"over 50% of websites are now needlessly slow"
Yeah, that thing wouldn't be not useful to webmonkeys or they wouldn't use it. Webmonkeys who all use the latest in browsers with the best of javascript accellerators on a nicely fast machine with a wide screen attached. But not all of us do. And that code is eating cycles on the client side, not the server side.
This isn't even about form, but about preference in what brand gears to power your website with. Who cares? What happened to function? To delivering the content the site visitor came to get? Or is "UX XP" the only thing that still counts? What?
As such, this "study" is a bit useless. Including the glossing over that plenty of people just get some package from somewhere that then just happens to use this thing. Or they'll use it themselves but haven't realised that indeed, sucking a lot of code just for one or two functions, and from elsewhere to boot, is a recipe for a needlessly slow website.

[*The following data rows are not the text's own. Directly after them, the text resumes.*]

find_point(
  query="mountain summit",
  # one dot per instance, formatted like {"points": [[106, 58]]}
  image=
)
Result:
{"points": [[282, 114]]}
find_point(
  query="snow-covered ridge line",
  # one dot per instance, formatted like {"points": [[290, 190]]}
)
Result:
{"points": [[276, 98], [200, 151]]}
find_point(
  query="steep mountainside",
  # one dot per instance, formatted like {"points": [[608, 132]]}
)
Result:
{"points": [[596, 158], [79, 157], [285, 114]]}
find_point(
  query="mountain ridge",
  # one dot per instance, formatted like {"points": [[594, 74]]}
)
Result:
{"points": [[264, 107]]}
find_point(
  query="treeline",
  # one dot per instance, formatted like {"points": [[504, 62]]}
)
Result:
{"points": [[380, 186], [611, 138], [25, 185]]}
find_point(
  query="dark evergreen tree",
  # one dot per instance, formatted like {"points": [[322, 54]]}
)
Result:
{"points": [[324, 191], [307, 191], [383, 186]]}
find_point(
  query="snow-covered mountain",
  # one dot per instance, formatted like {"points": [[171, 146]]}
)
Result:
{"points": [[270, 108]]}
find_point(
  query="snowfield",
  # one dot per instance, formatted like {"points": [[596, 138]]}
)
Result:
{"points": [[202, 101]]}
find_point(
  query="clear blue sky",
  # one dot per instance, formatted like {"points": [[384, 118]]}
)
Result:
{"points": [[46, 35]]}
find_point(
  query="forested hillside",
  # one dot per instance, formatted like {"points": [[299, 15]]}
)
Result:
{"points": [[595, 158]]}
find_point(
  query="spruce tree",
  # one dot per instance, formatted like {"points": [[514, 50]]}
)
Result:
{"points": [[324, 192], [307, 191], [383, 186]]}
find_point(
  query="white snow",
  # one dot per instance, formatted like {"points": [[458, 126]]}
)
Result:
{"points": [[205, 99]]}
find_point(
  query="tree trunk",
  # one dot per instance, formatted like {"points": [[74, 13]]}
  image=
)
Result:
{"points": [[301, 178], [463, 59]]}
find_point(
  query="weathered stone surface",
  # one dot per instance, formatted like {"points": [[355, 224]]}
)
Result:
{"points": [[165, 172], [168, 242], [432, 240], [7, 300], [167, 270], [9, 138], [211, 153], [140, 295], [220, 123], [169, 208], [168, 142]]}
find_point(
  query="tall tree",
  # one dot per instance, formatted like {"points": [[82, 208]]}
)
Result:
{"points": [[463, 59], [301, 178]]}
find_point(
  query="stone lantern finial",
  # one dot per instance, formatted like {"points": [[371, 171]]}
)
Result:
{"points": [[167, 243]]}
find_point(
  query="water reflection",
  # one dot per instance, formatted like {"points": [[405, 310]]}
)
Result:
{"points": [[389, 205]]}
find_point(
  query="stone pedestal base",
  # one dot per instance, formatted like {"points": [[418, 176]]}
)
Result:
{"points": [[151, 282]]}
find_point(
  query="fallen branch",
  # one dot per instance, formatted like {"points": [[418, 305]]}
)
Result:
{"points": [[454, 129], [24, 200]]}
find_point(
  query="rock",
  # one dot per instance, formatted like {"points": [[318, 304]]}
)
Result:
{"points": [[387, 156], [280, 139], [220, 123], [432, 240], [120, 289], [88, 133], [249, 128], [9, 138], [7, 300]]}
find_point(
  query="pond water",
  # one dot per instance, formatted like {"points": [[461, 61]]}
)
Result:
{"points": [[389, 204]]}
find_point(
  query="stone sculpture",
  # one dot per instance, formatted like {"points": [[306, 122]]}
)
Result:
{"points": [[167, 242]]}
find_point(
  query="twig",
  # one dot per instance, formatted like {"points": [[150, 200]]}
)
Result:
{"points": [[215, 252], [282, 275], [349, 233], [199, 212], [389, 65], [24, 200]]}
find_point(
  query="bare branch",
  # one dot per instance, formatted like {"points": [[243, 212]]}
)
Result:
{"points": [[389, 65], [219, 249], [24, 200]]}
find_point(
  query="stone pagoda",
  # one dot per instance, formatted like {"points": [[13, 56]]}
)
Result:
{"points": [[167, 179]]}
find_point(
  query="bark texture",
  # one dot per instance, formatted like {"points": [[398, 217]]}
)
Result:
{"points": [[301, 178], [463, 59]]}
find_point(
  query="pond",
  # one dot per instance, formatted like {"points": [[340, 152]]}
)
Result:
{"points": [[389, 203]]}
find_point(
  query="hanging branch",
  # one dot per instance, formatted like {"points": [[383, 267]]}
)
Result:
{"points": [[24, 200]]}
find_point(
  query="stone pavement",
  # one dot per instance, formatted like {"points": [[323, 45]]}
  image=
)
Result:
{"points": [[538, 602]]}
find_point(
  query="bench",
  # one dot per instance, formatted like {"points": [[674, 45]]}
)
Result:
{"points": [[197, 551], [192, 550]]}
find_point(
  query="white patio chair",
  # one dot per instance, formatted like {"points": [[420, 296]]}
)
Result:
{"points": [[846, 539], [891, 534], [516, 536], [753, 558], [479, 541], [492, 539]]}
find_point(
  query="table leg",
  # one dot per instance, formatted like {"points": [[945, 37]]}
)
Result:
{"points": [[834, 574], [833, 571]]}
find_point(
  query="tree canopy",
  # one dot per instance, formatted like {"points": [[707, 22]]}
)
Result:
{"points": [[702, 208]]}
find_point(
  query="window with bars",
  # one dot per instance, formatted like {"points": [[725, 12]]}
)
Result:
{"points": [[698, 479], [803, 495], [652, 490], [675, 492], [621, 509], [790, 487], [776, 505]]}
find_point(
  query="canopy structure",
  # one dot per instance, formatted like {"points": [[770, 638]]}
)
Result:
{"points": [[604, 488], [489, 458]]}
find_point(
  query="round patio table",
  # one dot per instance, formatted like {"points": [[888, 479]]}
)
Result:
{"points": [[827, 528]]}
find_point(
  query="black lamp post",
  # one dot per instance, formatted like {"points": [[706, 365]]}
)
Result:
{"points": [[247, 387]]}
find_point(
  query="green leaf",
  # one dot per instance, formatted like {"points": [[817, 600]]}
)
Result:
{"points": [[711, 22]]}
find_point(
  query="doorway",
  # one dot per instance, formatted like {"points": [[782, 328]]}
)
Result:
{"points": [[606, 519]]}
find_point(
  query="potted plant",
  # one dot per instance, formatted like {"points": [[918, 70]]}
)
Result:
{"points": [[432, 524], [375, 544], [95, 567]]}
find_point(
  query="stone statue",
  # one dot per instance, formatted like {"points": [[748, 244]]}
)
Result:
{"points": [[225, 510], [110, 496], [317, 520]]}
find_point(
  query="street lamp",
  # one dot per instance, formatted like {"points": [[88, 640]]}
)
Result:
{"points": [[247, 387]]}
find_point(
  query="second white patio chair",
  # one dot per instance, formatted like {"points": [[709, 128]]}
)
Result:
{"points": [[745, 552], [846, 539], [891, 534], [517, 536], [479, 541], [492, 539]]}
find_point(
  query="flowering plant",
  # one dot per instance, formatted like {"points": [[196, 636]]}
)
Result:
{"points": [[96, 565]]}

Because, you know, everybody has a computer just like mine, with a screen just like mine, with an os just like mine, with a browser just like mine that runs permanently in a maximised window just like mine. These are perfectly valid assumptions and so is the assumption that the popularity of the code behind it matters down to the percentage points of how much dodgy studies say it is used.
Dear webmonkeys, be a little considerate of the other people's cycles you're deciding to waste, there's a good simian, thanks.